What’s even worse is how society has treated the mentally ill. In Ancient Greece, physicians used to drill holes in people’s heads to let the evil spirits escape, and ostensibly cure their disorders. Institutionalism was rampant from the 1800s to the 1950s, and some patients were even chained to their beds and left in filth. It was as recent as the 1930s that lobotomies and malarial infections were the leading treatments for the mentally ill.
So, when the woman in the Olive Garden spoke about her friend’s husband, putting him down for suffering from mental health issues, I was irritated with her.
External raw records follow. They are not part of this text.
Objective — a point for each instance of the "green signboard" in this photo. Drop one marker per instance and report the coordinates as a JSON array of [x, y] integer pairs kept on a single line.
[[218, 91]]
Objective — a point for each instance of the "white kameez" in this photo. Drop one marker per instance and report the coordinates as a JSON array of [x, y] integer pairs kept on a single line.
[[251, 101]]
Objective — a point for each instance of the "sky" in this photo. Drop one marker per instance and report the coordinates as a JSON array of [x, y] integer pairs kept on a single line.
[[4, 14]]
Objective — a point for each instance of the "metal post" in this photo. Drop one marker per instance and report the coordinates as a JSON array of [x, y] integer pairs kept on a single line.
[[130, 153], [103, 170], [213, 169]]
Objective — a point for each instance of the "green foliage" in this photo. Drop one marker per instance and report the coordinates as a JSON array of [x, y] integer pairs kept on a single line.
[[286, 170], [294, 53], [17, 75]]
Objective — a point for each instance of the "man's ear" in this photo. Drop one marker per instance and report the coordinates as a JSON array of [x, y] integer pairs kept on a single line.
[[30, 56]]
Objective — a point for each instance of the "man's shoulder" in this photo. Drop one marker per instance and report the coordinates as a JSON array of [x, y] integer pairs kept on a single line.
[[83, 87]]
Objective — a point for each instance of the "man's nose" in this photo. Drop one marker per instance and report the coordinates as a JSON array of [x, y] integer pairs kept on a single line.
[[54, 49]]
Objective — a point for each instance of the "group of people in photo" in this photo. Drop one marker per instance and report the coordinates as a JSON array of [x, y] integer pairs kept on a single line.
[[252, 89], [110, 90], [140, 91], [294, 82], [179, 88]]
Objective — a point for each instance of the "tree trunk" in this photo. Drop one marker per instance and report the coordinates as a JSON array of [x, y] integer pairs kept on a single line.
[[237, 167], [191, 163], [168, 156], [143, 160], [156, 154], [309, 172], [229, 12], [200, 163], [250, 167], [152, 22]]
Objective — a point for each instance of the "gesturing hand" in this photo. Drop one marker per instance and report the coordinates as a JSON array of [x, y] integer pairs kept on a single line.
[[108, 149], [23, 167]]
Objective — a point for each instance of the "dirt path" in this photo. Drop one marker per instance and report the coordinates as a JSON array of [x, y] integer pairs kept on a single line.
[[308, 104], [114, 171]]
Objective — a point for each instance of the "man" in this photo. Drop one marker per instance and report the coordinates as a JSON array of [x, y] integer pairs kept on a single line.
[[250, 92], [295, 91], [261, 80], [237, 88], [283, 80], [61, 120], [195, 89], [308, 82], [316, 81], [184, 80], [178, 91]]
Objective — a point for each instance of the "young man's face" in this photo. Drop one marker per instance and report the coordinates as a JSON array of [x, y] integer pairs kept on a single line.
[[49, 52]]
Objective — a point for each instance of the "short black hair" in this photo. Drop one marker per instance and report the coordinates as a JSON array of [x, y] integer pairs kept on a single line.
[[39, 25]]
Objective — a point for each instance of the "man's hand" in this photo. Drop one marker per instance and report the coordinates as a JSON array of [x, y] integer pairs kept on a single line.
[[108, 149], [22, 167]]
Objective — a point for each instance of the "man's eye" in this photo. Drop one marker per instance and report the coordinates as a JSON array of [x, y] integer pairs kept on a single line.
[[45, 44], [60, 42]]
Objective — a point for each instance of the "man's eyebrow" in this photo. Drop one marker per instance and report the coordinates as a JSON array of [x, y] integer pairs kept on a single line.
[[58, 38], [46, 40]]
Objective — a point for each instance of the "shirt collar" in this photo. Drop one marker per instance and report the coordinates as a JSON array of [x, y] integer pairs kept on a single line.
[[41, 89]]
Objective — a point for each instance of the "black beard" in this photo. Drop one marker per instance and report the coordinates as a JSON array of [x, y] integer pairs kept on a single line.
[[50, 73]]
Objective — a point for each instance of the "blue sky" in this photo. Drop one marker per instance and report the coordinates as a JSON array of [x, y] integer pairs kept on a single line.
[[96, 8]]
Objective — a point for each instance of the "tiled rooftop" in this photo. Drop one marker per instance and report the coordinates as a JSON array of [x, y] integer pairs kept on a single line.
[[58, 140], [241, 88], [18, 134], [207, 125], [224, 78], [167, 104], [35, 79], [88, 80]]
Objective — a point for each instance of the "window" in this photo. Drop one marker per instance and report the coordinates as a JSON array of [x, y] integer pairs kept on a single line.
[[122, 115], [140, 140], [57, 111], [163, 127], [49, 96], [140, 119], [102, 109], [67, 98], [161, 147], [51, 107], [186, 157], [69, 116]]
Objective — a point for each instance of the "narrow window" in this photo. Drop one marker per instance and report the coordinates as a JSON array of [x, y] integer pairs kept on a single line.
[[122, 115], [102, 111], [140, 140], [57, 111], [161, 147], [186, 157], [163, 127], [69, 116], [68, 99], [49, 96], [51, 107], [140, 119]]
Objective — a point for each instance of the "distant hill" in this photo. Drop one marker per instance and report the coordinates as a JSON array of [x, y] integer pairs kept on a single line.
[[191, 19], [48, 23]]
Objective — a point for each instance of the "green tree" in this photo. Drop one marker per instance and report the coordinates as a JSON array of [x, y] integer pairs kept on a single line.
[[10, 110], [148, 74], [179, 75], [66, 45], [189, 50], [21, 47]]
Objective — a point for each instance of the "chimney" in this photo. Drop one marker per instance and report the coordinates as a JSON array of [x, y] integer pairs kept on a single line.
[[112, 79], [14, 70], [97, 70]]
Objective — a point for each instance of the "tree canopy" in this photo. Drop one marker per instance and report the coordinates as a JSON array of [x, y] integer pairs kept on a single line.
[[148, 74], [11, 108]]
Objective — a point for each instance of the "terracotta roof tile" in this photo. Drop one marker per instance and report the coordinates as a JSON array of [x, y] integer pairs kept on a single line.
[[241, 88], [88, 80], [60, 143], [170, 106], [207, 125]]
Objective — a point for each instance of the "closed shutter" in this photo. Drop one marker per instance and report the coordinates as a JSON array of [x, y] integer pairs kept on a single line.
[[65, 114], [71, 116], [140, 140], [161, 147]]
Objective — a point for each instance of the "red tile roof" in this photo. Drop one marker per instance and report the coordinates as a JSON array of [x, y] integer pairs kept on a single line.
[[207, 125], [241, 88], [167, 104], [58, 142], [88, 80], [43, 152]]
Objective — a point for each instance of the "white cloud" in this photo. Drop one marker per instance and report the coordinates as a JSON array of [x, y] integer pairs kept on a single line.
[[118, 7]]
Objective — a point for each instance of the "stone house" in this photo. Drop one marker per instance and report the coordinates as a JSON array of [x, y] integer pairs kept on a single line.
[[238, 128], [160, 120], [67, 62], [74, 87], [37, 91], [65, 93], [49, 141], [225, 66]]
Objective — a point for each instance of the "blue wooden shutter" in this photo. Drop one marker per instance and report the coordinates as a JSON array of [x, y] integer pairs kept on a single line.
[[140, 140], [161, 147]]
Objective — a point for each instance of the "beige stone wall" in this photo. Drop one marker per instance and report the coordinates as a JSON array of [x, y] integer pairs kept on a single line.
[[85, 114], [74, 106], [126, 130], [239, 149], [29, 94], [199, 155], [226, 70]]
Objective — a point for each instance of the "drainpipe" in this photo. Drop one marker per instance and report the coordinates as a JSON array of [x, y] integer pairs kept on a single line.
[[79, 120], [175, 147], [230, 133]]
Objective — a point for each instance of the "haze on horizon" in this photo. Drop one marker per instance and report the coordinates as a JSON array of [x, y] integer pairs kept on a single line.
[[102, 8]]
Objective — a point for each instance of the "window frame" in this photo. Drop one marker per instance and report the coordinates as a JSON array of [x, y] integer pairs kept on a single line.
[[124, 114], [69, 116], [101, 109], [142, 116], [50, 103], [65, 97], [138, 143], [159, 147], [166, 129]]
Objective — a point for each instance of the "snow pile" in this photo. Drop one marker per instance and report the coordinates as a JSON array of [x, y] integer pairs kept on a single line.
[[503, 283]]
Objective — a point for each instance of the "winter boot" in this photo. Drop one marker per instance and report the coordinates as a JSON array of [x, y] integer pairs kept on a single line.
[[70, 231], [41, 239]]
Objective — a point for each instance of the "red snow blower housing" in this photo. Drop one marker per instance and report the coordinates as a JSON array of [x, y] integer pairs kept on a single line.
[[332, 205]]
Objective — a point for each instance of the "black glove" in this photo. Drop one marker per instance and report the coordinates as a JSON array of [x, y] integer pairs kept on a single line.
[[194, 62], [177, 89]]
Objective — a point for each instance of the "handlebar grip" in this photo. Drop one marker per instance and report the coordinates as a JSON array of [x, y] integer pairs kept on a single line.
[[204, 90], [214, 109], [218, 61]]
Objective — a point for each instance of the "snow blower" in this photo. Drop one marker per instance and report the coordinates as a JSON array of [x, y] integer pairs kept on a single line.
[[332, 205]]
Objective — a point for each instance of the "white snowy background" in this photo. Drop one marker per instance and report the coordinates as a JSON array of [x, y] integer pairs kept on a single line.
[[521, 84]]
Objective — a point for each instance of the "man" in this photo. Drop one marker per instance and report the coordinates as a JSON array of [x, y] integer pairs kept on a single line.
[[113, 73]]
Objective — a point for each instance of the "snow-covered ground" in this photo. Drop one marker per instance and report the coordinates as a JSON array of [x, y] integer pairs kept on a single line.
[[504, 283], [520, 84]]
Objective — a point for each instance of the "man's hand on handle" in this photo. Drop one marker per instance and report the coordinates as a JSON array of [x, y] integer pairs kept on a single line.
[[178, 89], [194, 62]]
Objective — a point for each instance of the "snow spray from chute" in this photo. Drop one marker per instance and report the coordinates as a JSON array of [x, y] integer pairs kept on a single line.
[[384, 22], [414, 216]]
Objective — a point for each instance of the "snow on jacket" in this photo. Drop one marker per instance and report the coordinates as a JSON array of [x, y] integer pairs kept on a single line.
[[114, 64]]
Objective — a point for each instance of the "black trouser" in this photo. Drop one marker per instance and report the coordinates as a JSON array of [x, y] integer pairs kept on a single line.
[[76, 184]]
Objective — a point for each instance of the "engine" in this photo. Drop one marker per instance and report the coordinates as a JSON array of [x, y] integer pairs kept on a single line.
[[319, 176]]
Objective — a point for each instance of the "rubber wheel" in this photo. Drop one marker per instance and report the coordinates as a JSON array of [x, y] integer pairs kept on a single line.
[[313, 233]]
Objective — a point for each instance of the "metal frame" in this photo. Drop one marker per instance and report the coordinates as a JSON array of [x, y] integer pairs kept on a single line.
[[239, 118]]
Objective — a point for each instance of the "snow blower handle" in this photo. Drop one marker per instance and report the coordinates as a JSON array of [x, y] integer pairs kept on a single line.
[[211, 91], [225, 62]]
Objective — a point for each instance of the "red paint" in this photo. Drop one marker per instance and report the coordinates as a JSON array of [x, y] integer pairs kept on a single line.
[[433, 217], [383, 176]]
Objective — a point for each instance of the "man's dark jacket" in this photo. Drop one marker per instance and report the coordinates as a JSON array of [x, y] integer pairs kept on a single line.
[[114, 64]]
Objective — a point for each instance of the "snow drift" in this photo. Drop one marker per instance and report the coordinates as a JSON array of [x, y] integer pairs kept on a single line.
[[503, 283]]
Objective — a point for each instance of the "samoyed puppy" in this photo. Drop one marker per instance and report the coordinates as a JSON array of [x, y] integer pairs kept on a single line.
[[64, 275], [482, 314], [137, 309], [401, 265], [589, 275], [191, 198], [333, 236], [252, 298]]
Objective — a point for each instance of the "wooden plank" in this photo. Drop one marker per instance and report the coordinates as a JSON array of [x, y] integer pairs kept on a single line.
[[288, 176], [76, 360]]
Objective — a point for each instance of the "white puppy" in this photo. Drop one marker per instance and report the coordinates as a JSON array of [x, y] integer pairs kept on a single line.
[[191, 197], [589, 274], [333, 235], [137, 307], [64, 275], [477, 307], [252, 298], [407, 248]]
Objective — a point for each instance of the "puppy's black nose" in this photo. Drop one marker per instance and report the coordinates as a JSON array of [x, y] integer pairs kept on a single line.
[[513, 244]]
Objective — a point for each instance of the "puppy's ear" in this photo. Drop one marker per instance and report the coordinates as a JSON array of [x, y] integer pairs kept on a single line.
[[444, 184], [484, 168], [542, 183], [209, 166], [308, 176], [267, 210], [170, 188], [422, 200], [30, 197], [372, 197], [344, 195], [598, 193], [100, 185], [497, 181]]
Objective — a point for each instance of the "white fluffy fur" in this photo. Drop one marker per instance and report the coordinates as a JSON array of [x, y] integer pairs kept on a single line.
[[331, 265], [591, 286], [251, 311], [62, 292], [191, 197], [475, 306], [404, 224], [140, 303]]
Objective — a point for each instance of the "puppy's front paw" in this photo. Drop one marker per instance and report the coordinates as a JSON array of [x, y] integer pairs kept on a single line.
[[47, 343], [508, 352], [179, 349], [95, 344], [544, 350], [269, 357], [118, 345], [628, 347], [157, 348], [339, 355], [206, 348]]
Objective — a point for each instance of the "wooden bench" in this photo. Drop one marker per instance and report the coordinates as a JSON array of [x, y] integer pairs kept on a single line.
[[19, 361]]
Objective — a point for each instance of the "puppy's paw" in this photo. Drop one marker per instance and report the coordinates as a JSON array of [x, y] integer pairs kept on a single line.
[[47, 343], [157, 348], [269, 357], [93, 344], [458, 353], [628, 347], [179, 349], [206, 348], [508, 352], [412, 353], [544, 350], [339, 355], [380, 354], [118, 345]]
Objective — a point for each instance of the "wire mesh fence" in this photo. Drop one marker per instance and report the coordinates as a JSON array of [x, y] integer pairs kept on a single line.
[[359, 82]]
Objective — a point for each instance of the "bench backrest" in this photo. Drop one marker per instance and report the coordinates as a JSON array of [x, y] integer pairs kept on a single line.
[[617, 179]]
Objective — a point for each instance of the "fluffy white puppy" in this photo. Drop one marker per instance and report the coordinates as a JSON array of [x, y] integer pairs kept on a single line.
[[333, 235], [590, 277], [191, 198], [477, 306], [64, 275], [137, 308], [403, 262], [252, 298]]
People who endure these grueling conditions and their families have enough to deal with without others questioning their diagnosis.
Most people with mental illnesses are aware that they can sometimes be inappropriate or different than others. Mental disorders are not something you can just will yourself to cure. They require treatment ranging from talk therapy to medications, and some are even treatment resistant. Many people who do not receive treatment are unable to cope with their lives, which in turn causes them to not be able to keep the house clean or hold down a job. Many more can control their mental illness, or mitigate symptoms—with treatment.
Treatment has come a long way since the insulin-induced comas of the 1930s. But it’s not far enough. Communities have been slow to offer housing support and life skills training for the mentally ill who were deinstitutionalized in the 1950s. People who suffer from mental health disorders need more care than society has been willing or able to give.
Better funding for research into disorders would be a good start. The National Institutes of Health (NIH) estimated that the organization would spend $396 million on mental illness research in 2016, compared to $1 billion for diabetes research.
But what can individuals do for those of us who suffer from mental illnesses like bipolar disorder? Be kind to the mentally ill. Learn about various diagnoses and the stresses that trigger them. Advocate for better housing options and more funding for research. With these efforts, concerned people can make the world a better place for those with mental health conditions.